The Catalonian painter, who now divides her time between Barcelona and London, has long cultivated an analogy between games and painting. At times she has made the connection representationally, in paintings that resemble game boards, but the comparison bears out most compellingly when she instead treats the process of painting as a sequence of “moves” bound by specific rules, albeit rules broad enough to allow for a certain degree of “play” within the structure. In the present instance, Marcé was inspired by the tangram, a Chinese puzzle that incorporates five triangles, a square, and a parallelogram. She employed a similar system of movable sections to make the two floor works, expanding the number of pieces from seven to nine. More important, she added simple curves, both concave and convex, to the original game’s strictly rectilinear vocabulary. The elements in Flow 1 are all monochromatic—either painted or covered with colored fabric—except for one that is covered with a diamond pattern; in Flow 2, the pieces, either painted a single color or not at all, have been overlaid with simple patterns of grids or parallel lines. Presumably, the configurations shown in the gallery are arbitrary, as the segments could have been combined in any number of ways. The artist speaks of “geometry as a live creature that constantly changes, each time giving us quite different random shapes and ideas that make up our real world.”

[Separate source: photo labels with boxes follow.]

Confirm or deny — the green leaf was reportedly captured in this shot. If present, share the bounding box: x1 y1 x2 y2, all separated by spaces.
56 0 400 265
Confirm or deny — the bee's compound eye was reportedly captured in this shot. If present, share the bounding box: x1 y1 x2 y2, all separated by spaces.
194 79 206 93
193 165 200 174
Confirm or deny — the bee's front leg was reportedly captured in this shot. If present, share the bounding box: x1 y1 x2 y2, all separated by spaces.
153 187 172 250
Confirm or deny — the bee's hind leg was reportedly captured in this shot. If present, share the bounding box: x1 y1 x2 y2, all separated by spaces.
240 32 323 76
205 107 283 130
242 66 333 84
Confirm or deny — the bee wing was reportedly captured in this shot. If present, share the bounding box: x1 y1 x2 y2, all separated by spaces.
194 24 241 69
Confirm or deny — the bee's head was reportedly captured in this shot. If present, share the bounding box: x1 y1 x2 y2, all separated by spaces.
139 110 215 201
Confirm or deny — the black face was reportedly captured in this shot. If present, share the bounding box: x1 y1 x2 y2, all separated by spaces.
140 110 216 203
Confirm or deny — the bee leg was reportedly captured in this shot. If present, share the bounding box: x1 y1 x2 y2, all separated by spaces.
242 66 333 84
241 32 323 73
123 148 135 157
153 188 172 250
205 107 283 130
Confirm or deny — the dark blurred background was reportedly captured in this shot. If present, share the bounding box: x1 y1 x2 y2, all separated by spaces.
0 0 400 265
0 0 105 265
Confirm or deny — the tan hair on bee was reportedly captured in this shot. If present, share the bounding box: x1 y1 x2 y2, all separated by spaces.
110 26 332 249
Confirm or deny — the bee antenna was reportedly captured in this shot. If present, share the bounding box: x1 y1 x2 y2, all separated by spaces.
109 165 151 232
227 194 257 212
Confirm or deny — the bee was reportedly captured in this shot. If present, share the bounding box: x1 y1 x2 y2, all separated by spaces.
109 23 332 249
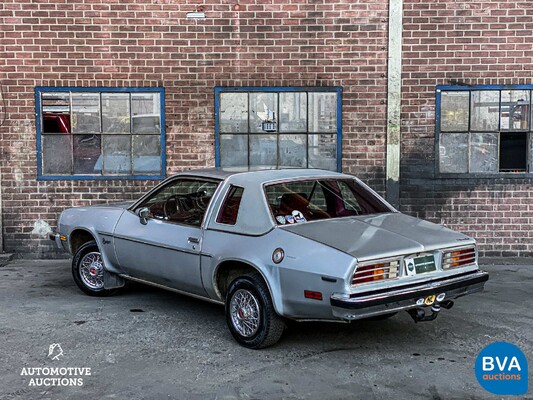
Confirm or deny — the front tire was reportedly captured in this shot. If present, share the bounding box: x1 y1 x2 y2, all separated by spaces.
72 240 116 296
226 273 285 349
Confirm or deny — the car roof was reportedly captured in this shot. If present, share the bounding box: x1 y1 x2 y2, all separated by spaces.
176 168 353 184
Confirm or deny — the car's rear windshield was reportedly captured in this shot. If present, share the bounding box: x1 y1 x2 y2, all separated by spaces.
265 179 392 225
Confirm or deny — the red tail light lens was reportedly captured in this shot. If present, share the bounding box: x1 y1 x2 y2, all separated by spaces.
442 247 476 269
352 260 399 285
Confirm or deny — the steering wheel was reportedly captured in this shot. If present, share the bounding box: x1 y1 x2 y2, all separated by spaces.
163 194 180 219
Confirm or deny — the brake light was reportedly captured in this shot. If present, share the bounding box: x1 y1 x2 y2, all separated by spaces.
442 247 476 269
352 260 399 285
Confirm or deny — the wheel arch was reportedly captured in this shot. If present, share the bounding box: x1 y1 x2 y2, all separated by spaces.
69 228 98 254
213 259 282 315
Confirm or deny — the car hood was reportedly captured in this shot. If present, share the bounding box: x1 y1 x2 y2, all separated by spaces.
92 201 133 209
282 213 474 261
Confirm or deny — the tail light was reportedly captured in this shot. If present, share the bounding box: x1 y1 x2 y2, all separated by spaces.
352 260 400 285
442 247 476 269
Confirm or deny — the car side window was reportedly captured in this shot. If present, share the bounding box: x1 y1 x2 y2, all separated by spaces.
217 186 244 225
136 179 218 226
338 181 363 214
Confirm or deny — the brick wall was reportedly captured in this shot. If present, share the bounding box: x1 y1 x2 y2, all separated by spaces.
0 0 387 256
401 0 533 256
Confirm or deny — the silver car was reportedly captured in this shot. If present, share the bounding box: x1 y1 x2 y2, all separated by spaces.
50 169 488 349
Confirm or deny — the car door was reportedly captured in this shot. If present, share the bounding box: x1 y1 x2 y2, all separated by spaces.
114 178 219 295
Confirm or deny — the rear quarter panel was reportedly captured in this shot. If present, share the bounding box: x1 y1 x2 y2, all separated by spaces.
202 228 355 319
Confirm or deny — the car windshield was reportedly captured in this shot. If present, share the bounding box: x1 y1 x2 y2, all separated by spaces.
265 179 392 225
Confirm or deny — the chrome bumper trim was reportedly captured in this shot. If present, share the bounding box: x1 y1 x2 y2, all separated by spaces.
330 271 489 319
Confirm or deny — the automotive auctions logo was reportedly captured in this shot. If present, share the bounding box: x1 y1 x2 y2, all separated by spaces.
20 343 92 386
48 343 63 360
475 342 528 395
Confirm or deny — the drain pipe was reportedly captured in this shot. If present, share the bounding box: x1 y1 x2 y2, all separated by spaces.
386 0 403 208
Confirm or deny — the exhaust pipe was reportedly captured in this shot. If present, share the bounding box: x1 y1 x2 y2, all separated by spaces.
407 303 442 323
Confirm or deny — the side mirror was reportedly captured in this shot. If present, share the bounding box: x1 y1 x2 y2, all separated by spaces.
139 207 150 225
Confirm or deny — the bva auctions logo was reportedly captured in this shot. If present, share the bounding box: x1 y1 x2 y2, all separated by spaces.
475 342 528 395
48 343 63 360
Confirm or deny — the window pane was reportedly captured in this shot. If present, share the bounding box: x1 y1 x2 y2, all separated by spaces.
41 92 70 133
220 93 248 133
470 90 500 132
308 93 337 132
500 132 527 172
249 93 278 132
131 93 161 134
133 135 161 175
72 93 100 133
220 135 248 167
217 186 244 225
440 91 470 132
279 92 307 132
308 134 337 171
42 135 72 175
470 133 498 172
102 93 130 133
102 135 131 175
73 135 102 175
439 133 468 173
279 135 307 168
250 135 278 168
501 90 530 130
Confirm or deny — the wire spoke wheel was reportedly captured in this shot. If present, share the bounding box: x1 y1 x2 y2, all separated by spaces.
80 251 104 289
230 289 261 337
226 272 285 349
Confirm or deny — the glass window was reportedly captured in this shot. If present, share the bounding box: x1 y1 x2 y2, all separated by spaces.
436 85 533 174
36 87 165 179
215 87 341 171
265 179 391 225
136 179 219 226
217 186 244 225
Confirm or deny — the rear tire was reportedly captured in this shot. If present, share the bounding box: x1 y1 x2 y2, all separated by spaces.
72 240 116 296
226 273 285 349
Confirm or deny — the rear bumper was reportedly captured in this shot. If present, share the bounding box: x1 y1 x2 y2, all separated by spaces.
330 271 489 320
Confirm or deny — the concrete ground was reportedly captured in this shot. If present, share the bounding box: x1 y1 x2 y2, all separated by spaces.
0 260 533 400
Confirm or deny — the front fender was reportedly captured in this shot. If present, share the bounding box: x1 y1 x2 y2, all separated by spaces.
58 207 124 273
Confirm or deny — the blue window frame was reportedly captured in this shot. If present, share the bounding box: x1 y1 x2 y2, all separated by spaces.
435 85 533 176
35 86 166 180
215 86 342 171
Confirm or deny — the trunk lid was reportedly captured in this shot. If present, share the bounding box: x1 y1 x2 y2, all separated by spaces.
282 213 474 261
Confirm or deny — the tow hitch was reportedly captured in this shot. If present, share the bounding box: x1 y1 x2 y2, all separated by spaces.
407 300 453 322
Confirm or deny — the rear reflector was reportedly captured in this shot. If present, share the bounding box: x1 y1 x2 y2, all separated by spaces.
304 290 322 300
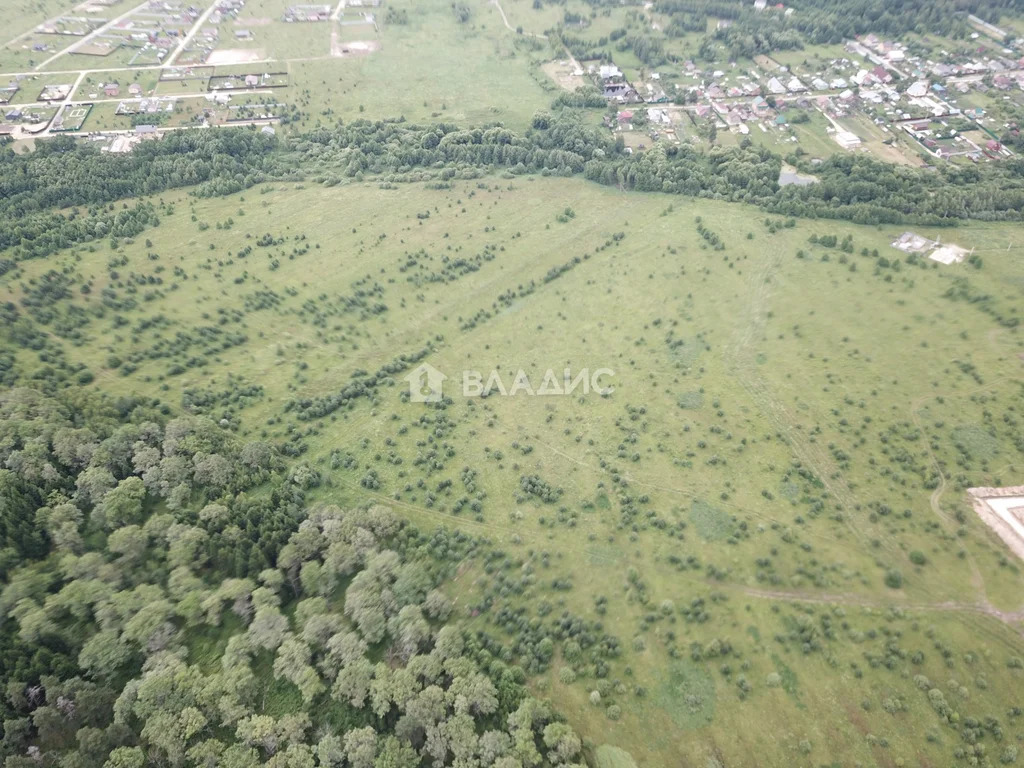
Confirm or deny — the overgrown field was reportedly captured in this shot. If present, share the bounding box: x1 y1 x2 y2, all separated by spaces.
0 177 1024 766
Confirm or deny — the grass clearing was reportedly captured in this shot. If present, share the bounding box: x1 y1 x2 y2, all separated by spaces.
0 176 1024 766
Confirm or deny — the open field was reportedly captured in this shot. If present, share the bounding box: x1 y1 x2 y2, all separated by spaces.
0 177 1024 767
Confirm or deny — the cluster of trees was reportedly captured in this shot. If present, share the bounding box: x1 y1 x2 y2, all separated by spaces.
0 390 582 768
288 112 1024 224
0 130 286 258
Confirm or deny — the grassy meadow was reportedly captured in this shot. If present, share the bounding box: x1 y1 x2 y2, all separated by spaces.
0 177 1024 766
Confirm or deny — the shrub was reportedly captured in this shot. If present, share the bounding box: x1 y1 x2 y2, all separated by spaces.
886 568 903 590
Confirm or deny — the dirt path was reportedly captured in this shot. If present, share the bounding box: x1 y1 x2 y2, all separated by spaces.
490 0 548 40
35 0 150 72
735 586 1024 637
726 246 876 551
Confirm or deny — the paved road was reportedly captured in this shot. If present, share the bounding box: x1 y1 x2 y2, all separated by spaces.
161 0 217 68
35 0 150 72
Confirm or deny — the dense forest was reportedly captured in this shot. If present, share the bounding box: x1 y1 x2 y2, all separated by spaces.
0 389 581 768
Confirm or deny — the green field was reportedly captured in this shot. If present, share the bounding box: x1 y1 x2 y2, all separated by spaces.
0 174 1024 766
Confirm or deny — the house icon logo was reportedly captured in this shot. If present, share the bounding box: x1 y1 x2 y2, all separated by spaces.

These combinations became the starting point for the wall-oriented works, eight single panels of diverse format and one diptych. The types of shapes found in the floorbound works, with their distinctive combinations of straight lines and curves, are here elaborately concatenated, sometimes filling up the whole panel but more often silhouetted against a colored surround. Thus the anticompositional strategy embodied in the floor works became a compositional source for the paintings, whose mood is a curious mix of exuberance and restraint. They are painted with thin, washy colors, mostly not too bright—even, strangely enough, when they border on the fluorescent. Marcé seems to avoid highly active optical combinations or the drama of Hans Hofmann–esque push-and-pull; her use of color is unruffled. As a result, one senses in these paintings an energy that is absorbed, yet in some way constrained. The game being played here is really, after all, a form of solitaire—which always has something melancholy about it. In this, the floor pieces are rather different: With their movable segments, they evoke a potential collaboration with the work’s receiver; they bring out the social side that complements the solitude of the artist’s studio work.